Whilst complex and difficult, they are marked by an originality of style.
The Piano Quintet was written in 1915-16 and premiered in Berlin on
2 June 1918 at a benefit concert for German war refugees. After that
the manuscript went off the radar, only to re-emerge in 2001. At 54
minutes this a large, loosely-constructed work, bordering on atonality,
but having a key signature. Schnabel displays great skill in the instrumental
writing. The first movement is orchestral in character. The centre of
gravity is the second movement adagio. There is great beauty in the
writing but even after repeated listening, I found the various sections
rather disjointed and the movement, as a whole, rambling. The character
of the third movement is carefree, with dance elements abounding. The
Pellegrini-Quartett play with great commitment.

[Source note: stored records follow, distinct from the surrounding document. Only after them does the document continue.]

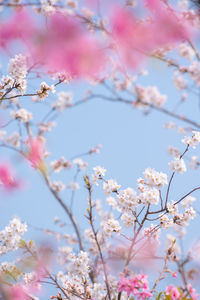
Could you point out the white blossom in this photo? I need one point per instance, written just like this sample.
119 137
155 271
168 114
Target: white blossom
11 235
127 199
17 69
109 226
79 264
165 222
149 195
154 178
80 163
192 141
128 219
64 101
188 201
110 186
60 164
57 186
22 115
173 151
178 165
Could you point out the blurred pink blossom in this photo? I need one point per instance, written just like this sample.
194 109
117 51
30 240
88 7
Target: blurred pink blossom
17 26
137 285
70 48
173 292
17 292
136 37
7 179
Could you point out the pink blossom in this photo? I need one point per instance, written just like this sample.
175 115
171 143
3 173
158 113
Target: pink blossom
36 152
7 179
192 291
136 37
173 292
17 292
17 26
174 274
70 48
137 285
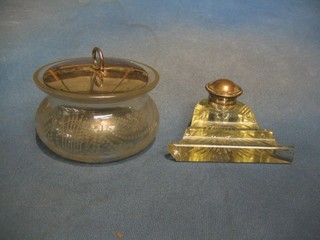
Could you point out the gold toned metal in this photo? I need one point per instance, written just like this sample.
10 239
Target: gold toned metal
98 63
223 92
225 130
98 109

The Drei Klavierstücke op.15 (1906) are firmly rooted in tonality.
They are exquisitely performed by Irmela Roelcke. I was particularly
taken by the third movement four-part waltz. These pieces ought to be
taken up more by pianists. Similarly, the Drei Fantasiestücke fur
Klavier, Violine und Viola which showcases Schnabel’s melodic
gifts. In this Roelcke is joined by Antonio Pellegrini (violin) and
Fabio Marano (viola). The captivating third movement ‘Andantino’
is almost ‘salon’ in character, tinged with a sentimentality.
In 1923, Schnabel composed his Piano Sonata, one of his most highly
original and inventive scores. It is in five movements, for each of
which Schnabel gives specific instructions as to its individual character.
There are no bar-lines and no key signatures. The tempo is free, and
he allows the musical ideas to flow and emerge. Firmly ensconced in
atonality, it is dissonant and hard-edged in parts. Once again, Roelcke
delivers a captivating performance, and shows clearly that she has a
deep love for this music.
In the two song-cycles op.11 and op.14, Schnabel sought out texts from
popular contemporary poets. Here there is a continuity with the tradition
of German romantic lieder, and the influences of Schubert and Brahms
can be detected. The alto Sibylle Kamphues offers compelling performances.
The artists are to be commended for championing Schnabel’s work.
The Siemensvilla Berlin provides an admirable acoustic. The booklet
notes are informative and well-written.
As one who greatly admires Artur Schnabel as a pianist in the works
of Beethoven and Schubert, I am grateful that I have had the experience
of listening to him as a composer. There is no doubt that there are
some good things here. Well worth exploring.